Though Canada and Mexico are the United States' largest and third-largest trading partners, trade barely came up at Monday's summit meeting between the leaders of the three countries. Obama started out more anti-trade than he is turning out to be. He should state firmly he is for trade.

TRADE is a problem for the Obama administration. This was illustrated in Monday's reports of the summit between President Obama, Mexican President Felipe Calderón and Canadian Prime Minister Stephen Harper. Trade is hardly mentioned, yet Canada and Mexico are our largest and third-largest trading partners, respectively.

Remember that Obama started out on the wrong foot about trade. A year and a half ago, he told voters in Ohio and Pennsylvania he would renegotiate the North American Free Trade Agreement or pull the U.S. out of it. It was a rash statement.

The story quickly surfaced that an Obama economist had secretly told the Canadian government not to worry. The Obama people hotly denied this, leaving Americans with the choice of believing the candidate for president or the foreign government.

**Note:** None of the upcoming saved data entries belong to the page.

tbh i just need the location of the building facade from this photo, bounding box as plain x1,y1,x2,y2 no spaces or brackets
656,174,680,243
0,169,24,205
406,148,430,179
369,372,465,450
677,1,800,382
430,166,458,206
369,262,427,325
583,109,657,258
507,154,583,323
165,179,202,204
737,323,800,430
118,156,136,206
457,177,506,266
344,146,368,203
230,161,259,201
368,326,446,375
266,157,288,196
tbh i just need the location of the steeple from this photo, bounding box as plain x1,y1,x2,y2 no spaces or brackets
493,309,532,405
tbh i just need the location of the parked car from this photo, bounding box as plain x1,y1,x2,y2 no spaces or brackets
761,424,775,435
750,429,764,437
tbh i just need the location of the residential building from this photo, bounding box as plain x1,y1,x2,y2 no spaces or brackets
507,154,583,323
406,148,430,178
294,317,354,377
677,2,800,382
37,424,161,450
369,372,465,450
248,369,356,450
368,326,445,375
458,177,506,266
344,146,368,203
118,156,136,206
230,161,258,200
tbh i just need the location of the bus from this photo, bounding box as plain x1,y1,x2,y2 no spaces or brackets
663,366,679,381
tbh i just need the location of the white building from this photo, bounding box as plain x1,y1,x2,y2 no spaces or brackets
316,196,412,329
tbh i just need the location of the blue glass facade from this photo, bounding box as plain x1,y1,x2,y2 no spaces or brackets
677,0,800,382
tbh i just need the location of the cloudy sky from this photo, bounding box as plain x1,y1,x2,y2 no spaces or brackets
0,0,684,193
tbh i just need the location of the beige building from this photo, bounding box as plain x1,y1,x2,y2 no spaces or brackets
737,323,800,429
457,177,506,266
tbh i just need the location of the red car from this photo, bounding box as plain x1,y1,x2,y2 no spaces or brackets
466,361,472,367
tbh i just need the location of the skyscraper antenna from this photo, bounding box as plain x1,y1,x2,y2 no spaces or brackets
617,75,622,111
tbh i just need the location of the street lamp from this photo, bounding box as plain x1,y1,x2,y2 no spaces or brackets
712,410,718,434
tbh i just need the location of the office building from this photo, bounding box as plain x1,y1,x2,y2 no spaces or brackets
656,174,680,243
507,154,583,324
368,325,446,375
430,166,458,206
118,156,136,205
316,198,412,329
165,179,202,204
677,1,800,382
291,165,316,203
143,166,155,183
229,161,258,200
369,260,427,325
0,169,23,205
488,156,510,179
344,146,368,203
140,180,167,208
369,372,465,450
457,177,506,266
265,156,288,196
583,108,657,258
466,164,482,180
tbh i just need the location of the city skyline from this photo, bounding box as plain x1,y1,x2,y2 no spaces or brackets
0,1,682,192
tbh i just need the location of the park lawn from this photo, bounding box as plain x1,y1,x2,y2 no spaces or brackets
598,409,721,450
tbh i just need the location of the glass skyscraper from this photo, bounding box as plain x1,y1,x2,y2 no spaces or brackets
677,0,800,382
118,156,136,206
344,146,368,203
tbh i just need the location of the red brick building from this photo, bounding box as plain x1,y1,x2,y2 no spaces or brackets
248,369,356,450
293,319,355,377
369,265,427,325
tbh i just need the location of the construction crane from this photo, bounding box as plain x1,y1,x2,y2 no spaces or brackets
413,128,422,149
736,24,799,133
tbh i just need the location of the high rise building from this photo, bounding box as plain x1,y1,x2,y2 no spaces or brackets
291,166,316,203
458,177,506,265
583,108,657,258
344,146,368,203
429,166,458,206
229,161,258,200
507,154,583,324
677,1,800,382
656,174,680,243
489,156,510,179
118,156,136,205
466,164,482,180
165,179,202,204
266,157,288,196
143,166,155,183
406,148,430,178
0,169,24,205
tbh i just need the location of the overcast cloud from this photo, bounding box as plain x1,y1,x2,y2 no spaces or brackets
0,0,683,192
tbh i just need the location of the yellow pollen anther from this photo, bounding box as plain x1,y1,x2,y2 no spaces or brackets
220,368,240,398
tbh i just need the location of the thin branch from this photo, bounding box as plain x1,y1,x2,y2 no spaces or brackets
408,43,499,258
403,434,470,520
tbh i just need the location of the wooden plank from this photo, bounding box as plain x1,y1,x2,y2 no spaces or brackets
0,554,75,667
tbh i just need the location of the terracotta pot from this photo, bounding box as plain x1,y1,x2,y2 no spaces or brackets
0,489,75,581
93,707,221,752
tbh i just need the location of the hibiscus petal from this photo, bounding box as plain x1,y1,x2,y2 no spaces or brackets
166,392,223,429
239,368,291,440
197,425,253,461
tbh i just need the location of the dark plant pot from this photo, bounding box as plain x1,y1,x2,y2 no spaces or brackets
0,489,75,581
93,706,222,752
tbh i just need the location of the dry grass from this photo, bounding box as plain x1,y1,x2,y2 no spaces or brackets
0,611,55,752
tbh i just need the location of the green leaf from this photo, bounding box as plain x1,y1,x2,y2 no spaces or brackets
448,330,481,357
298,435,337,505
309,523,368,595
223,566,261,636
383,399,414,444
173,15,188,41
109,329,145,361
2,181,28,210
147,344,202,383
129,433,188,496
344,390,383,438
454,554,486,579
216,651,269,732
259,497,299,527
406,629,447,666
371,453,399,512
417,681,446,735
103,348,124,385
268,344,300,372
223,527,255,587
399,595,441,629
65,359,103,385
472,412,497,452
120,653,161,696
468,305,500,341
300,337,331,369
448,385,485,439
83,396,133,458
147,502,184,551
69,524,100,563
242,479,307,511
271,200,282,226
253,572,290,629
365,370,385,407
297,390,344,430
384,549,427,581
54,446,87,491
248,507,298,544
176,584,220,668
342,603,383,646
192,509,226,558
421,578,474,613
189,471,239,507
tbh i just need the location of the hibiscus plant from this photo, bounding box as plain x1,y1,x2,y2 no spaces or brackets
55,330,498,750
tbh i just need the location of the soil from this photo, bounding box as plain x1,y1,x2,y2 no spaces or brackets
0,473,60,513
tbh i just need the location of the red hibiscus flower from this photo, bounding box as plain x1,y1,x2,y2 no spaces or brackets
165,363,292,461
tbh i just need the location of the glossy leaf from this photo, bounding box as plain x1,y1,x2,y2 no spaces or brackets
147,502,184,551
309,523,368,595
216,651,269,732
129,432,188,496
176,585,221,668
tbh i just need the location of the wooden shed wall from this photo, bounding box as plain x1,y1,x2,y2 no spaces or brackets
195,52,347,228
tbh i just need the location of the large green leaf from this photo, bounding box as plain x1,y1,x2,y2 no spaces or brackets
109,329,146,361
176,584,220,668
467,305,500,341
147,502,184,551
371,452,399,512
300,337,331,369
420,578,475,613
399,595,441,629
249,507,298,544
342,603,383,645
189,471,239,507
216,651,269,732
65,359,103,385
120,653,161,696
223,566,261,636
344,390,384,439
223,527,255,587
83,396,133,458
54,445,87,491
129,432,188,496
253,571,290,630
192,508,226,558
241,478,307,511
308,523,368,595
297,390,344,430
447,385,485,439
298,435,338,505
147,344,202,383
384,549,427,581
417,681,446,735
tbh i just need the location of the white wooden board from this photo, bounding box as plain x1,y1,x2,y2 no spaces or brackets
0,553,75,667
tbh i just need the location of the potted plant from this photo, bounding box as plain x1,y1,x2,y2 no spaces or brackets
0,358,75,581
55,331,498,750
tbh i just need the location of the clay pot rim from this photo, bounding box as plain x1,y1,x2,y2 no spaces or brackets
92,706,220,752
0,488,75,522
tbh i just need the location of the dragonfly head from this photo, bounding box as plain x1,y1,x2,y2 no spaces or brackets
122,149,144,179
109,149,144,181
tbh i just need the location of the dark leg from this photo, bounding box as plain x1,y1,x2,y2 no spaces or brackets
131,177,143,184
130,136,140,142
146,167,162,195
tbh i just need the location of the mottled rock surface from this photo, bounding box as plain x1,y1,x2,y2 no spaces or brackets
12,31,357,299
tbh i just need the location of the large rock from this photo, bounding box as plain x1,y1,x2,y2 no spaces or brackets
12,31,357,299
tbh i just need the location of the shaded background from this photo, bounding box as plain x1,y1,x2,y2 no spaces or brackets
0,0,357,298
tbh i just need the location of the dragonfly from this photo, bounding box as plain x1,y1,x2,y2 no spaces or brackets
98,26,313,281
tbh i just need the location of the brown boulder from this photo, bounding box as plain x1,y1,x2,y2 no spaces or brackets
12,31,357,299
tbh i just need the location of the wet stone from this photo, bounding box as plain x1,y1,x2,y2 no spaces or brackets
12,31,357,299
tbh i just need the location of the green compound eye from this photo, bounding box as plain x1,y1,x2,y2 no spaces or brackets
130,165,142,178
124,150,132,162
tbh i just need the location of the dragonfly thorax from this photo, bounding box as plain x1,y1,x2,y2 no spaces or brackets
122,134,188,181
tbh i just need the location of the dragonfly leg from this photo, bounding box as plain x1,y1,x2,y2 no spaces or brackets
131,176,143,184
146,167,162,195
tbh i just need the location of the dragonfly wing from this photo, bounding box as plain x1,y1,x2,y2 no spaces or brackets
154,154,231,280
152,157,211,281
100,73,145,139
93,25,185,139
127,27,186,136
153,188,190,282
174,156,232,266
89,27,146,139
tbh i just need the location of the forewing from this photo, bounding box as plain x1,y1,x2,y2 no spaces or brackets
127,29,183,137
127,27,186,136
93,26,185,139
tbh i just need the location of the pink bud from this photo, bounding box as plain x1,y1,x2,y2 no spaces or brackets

We believed the foreign government. We supported Obama for other reasons and hoped that on trade he would grow in office. Bill Clinton had. Obama could, too.

There are some signs he has. Months ago he set the do-NAFTA-over idea in the closet of forgotten campaign promises. This was good. He appointed pro-trade Gary Locke as secretary of commerce.

But Obama has not pushed for the pending trade agreements with Colombia, Panama and South Korea. He has not decided how to settle some big disputes, such as the petition to slap a prohibitive tariff on Chinese tires.

Nor has he settled the question of Mexican trucks. In NAFTA, each side promised access to cross-border cargo by 2001. Canadian trucks come here and nobody raises a fuss. But unions who represent U.S. drivers — not a neutral party — claim Mexican trucks are unsafe, and have persuaded Congress to block them. In March, Mexico retaliated by imposing 10-to-45-percent tariffs on U.S. products, including Washington apples, pears and frozen potatoes.

Obama has said he will settle this. He should, in a way that allows properly equipped trucks. Further, Obama should say, clearly and loudly, that he is for trade and against policies that weigh it down with stones.

Being for trade means being for imports as well as exports. No country can expect to export without importing. The two go together — economically, politically and culturally. A country is either a trading nation or it isn't.

This state made its choice long ago. Most of the rest of America also has — and, if it has not, it could use a push from its new president.